Inaugural 9th grade students to begin classes in September
Renovations are underway this summer on the campus’ Liberal Arts Building to prepare for the inaugural class of 9th graders at the School at Marygrove, which will open in September. Operated by Detroit Public Schools Community District (DPSCD), the new social justice-themed public school has been designed to develop critical thinkers and community-minded citizens who have the skills and knowledge to be makers and leaders creating a more just and equitable future. DPSCD and the University of Michigan School of Education have co-developed a project- and place-based engineering and design thinking curriculum that will empower students to identify, collaborate and solve complex problems found in our city and in our world.

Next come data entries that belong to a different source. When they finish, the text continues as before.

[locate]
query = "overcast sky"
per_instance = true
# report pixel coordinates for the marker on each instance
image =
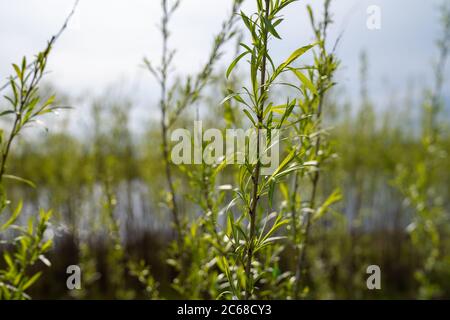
(109, 38)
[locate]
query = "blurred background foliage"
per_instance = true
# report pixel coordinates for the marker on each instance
(106, 188)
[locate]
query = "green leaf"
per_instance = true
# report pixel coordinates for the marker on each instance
(11, 177)
(271, 28)
(295, 55)
(333, 198)
(305, 80)
(13, 217)
(32, 280)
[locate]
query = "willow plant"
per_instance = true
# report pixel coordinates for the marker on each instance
(25, 105)
(174, 100)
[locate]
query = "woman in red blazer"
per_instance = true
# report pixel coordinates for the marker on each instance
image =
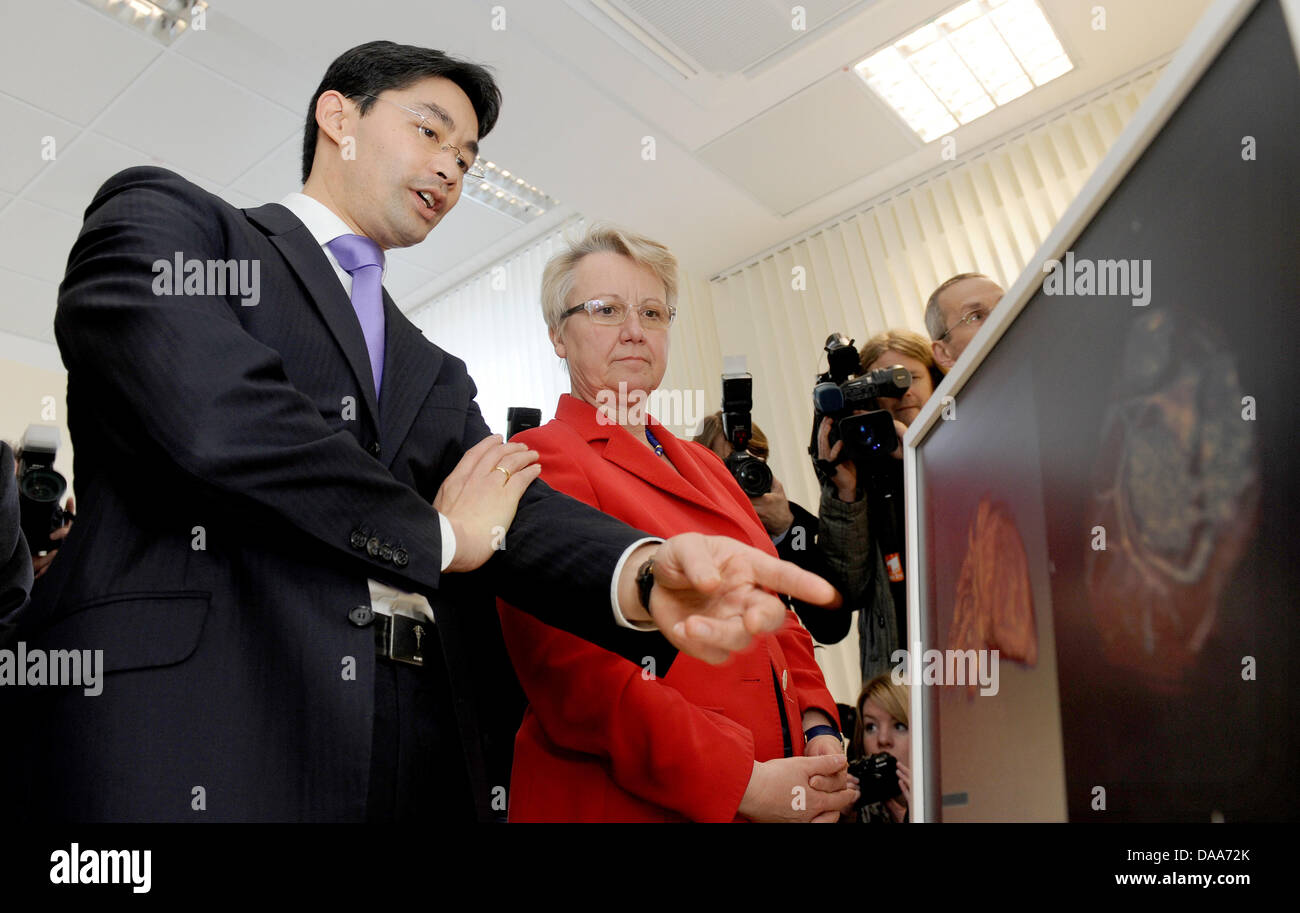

Superintendent Dr. Nikolai Vitti recently shared with district board members that 97% of the accepted students to the School at Marygrove are Detroit residents, and 50% of the students are returning to DPSCD from suburban districts and charter schools. He also confirmed that 75% of the accepted students live within the 2-mile catchment area of Marygrove.
As students transition to 10th grade in the 2020-21 school year, a new 9th grade class will be added. The elementary school will commence with kindergarten students in fall 2021 and will add one grade level per year until all grades K-12 are established. At full capacity, the School at Marygrove will serve approximately 1,000 students.
The district recently hired a principal and seven educators to staff the new school and instruct students in engineering, English language arts, integrated physical science, math, U.S. history and Spanish. Also beginning in September, the U-M School of Education will launch a new Teaching Residency program modeled after medical training programs to prepare and train Detroit’s next generation of educators. Newly certified teachers who have successfully completed U-M’s undergraduate or graduate teacher preparation program will be eligible to serve as a resident and teach alongside veteran educators in the primary and secondary schools.